Notes from a production MongoDB deployment

rubyrescue · on Feb 28, 2010

If you suffer a power loss and/or MongoDB exits uncleanly then you will need to repair your database.... it involves MongoDB going through every single document and rebuilding it. When you have databases at the size of ours, this would take hours.

- that seems really scary

spudlyo · on March 1, 2010

Scary yet familiar. I work with many databases that have large MyISAM tables, which is essentially the same situation.

dmerr · on March 1, 2010

http://blog.mongodb.org/post/381927266/what-about-durability

jbellis · on March 1, 2010

Yes, and if you run a cluster long enough you WILL suffer unplanned power loss.

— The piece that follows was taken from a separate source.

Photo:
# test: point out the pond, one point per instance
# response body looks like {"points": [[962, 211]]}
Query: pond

Usually due to human error of one sort or another. It's basically impossible to eliminate entirely.

jcromartie · on Feb 28, 2010

I'm currently using MongoDB for a new system. I'm glad to see them reporting such a good experience at that scale. My deployment won't be anywhere near as large, so it's very encouraging. It will probably continue to run in a screen session like they say they did initially :).

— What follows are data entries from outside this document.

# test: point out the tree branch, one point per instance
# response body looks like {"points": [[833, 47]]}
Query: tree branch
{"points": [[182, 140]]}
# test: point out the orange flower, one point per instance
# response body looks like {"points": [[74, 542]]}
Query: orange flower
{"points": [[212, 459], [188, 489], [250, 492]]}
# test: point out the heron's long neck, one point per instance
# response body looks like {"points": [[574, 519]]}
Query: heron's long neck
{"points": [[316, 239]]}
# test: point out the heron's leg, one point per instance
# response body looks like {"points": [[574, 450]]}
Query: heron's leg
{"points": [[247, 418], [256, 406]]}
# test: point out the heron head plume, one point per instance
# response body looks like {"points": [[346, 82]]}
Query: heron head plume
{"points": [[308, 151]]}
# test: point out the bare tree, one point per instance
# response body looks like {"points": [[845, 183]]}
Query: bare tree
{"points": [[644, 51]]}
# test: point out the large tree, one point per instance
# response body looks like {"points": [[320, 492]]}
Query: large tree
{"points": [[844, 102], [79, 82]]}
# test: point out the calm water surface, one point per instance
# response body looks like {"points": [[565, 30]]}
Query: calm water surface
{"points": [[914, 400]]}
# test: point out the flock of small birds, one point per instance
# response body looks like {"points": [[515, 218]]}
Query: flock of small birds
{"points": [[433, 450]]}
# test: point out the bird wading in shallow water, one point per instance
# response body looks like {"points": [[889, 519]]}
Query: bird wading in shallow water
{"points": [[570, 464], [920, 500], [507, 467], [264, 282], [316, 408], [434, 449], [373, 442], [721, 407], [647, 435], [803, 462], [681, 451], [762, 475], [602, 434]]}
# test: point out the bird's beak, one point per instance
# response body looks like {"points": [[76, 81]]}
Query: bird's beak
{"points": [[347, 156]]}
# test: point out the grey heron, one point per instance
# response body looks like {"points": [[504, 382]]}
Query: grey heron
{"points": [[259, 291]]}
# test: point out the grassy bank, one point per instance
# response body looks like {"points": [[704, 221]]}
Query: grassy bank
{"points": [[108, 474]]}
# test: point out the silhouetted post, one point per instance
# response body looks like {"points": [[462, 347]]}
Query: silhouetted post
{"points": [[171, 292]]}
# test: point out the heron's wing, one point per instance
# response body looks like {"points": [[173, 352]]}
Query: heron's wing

viraptor · on Feb 28, 2010

I wonder... if they say "However, these files are allocated before MongoDB starts accepting connections. You therefore have to wait whilst the OS creates ~37 2GB files for the logs." and then just run:

    head -c 2146435072 /dev/zero > local.$i

Can it be lazily allocated by doing something like `open(); seek(2146435072); write("\0");`. Is a sparse file required to return "0" when reading empty places? (or does it just happen very often)

ynniv · on March 1, 2010

Several comments on the article suggest using sparse files. I suspect that this completely defeats the purpose of pre-allocating space. The initialization would be fast, but the time savings would return as a probably larger penalty amortized over the runtime in a non-obvious way. The only way to really know would involve performance testing the operation of a similarly sized database restored under both conditions on fresh drives.

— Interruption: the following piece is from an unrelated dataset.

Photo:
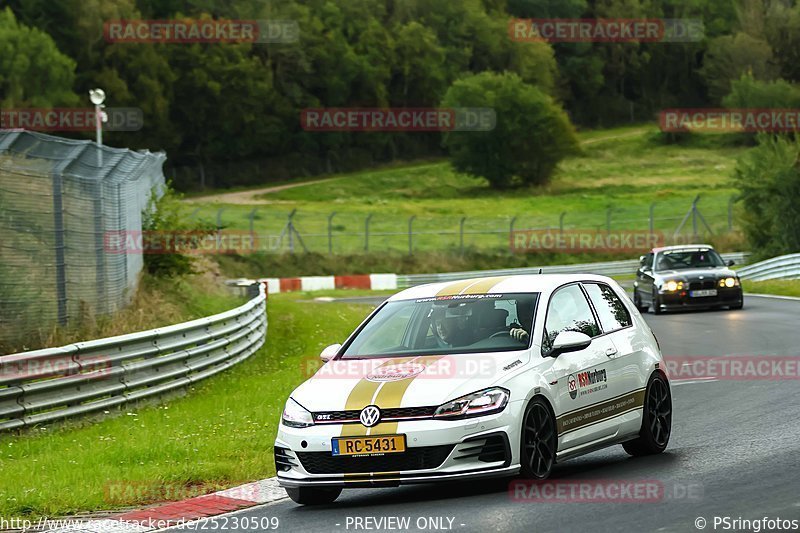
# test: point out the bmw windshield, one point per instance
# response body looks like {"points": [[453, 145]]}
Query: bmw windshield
{"points": [[688, 259], [447, 325]]}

jbellis · on March 1, 2010

> I suspect that this completely defeats the purpose of pre-allocating space.

There are two reasons to preallocate. One is so that you can get by with fdatasync rather than full fsync (that is, you don't have to sync file metadata as well, which is usually an extra seek; file length is the most commonly changed part of "metadata").

The other is to use mmap, since you can't change the size of an mmap'd file. This is the only part that mongodb cares about, since they never fsync.

There may be reasons to mmap a sparse file but I can't think of any.

ynniv · on March 1, 2010

There may be reasons to mmap a sparse file but I can't think of any.

It sounds like you understand the forces at work here, but I am confused by your statements. Do you think that "pre-allocating" a sparse file is a valid alternative to writing 2GB of zeros to disk in this case?

mikebo · on March 1, 2010

Very interesting that they have 17,810 collections (aka tables). I wonder if it is common w/ MongoDB to design a data model in this way? Anybody have more info on this tradeoff vs. a smaller but larger size collections?

dmytton · on March 1, 2010

I've commented on this here: http://blog.boxedice.com/2010/02/28/notes-from-a-production-...

Essentially this decision was due to the disk space requirements because of the way MongoDB allocates files for each DB.

There are no performance tradeoffs for using lots of collections. See http://www.mongodb.org/display/DOCS/Using+a+Large+Number+of+...

mikebo · on March 1, 2010

I'm actually not advocating for a database per customer. I was more wondering why you have so many collections -- surely they're not all representing different logical data. My guess is that you create some number of collections per customer?

With the new built-in sharding support, couldn't you have a 'customer_id' field and collapse many of those collections into larger collections, then shard by 'customer_id'? I'm just trying to understand tradeoff between these two types of schemas.